Glossary

Time-of-Use Rates

A pricing structure where electricity prices vary by time period, usually charging more during peak demand and less during off-peak periods.

Time-of-use rates charge different prices for electricity depending on when you use it. They are designed to encourage customers to move flexible load, such as EV charging or water heating, away from high-demand periods.

For North Carolina solar customers, time-of-use rates matter because Duke Energy’s revised solar options include Rider RSC, or Residential Solar Choice, which the NC Public Staff describes as requiring a time-of-use with critical peak pricing rate schedule. Rider NMB, or Net Metering Bridge, does not require that same time-of-use schedule.

Duke Energy’s Power Manager Battery Control and EnergyWise Home battery control programs also relate to time-varying grid needs. Duke may temporarily adjust enrolled batteries during control events in exchange for bill credits, subject to program rules.

If you’re adding solar, a battery, or an EV charger, ask the installer to model the actual tariff options for your address rather than relying on generic savings claims.

Common questions

What are Duke Energy's peak hours in North Carolina?
Peak windows and prices depend on the Duke utility, tariff, season, and enrollment option.
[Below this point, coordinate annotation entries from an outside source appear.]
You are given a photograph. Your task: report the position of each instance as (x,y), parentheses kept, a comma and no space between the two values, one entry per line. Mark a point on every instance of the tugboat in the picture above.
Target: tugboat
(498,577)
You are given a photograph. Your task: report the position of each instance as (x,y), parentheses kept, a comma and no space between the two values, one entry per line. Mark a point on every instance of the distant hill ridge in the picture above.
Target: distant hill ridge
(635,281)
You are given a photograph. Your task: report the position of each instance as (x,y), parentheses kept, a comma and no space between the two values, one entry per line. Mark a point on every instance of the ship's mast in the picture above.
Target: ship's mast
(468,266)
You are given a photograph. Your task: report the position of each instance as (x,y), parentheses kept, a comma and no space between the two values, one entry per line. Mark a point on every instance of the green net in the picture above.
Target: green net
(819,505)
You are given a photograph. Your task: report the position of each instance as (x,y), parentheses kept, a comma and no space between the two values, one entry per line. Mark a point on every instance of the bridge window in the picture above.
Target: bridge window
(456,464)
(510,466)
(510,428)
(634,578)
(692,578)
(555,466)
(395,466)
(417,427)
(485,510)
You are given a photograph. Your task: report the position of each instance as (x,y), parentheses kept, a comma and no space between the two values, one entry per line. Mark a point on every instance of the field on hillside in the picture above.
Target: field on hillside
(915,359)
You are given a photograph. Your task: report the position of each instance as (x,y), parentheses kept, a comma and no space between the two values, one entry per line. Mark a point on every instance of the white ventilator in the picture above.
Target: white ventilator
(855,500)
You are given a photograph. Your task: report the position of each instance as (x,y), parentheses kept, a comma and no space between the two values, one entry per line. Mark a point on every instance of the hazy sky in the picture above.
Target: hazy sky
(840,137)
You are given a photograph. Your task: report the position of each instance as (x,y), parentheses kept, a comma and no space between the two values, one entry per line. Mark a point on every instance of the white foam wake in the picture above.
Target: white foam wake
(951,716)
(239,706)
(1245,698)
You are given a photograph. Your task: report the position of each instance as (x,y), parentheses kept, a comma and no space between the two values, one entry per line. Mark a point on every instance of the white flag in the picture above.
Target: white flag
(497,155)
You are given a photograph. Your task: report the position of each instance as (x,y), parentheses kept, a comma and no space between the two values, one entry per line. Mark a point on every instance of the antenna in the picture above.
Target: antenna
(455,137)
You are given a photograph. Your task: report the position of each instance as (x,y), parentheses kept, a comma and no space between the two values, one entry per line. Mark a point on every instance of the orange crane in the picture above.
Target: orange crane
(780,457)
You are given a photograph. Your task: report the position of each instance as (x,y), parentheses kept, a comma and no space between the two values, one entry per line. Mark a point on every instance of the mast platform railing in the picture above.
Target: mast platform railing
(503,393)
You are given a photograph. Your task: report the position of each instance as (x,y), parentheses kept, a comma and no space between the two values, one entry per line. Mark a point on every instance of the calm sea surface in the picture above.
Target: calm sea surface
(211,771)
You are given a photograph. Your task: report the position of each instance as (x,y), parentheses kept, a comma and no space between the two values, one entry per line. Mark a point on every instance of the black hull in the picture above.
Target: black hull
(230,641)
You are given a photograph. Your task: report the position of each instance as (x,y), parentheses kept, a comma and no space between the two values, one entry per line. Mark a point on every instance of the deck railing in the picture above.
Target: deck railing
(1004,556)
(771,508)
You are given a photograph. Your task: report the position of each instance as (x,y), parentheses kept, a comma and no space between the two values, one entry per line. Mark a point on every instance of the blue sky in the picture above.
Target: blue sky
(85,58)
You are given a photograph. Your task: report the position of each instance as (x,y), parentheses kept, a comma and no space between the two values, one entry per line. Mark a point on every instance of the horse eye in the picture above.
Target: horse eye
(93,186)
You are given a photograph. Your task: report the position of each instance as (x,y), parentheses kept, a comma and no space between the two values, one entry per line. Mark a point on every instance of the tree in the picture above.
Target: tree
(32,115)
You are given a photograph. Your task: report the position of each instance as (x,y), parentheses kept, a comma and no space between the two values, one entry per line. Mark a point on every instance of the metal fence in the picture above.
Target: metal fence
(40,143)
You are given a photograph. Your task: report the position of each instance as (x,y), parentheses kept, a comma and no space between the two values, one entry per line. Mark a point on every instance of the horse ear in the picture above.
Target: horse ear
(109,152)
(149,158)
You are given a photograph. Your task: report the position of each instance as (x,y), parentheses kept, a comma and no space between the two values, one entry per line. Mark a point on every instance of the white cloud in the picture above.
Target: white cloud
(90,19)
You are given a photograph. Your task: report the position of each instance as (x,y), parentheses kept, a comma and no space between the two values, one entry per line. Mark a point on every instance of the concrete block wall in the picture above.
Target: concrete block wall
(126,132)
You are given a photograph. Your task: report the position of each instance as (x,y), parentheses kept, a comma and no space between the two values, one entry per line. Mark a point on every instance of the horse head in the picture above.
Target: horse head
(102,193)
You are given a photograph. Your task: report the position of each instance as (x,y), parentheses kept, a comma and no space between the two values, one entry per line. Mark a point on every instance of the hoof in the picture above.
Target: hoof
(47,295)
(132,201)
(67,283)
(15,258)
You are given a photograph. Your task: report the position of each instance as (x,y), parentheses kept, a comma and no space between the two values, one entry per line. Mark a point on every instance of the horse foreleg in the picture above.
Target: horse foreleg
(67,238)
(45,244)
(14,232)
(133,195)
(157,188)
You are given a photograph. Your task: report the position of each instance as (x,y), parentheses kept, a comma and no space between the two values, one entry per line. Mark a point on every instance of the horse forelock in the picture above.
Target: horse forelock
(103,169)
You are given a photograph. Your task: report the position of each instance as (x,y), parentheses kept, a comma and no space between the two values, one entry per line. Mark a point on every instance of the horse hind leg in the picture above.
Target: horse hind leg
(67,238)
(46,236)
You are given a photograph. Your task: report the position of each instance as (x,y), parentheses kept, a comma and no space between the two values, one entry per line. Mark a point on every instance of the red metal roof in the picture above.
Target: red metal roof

Check Duke Energy's current rate documents or enrollment materials before quoting exact hours or prices.
Should I enroll in a time-of-use rate if I have an EV charger?
It can help if you reliably charge off peak, but the result depends on your driving schedule, charger settings, household load, and tariff. Model your actual use before switching.
How do time-of-use rates affect solar savings in North Carolina?
They can change the value of exported and self-used solar energy. A battery may help shift solar energy into higher-value periods, but the economics depend on the specific rider and usage pattern.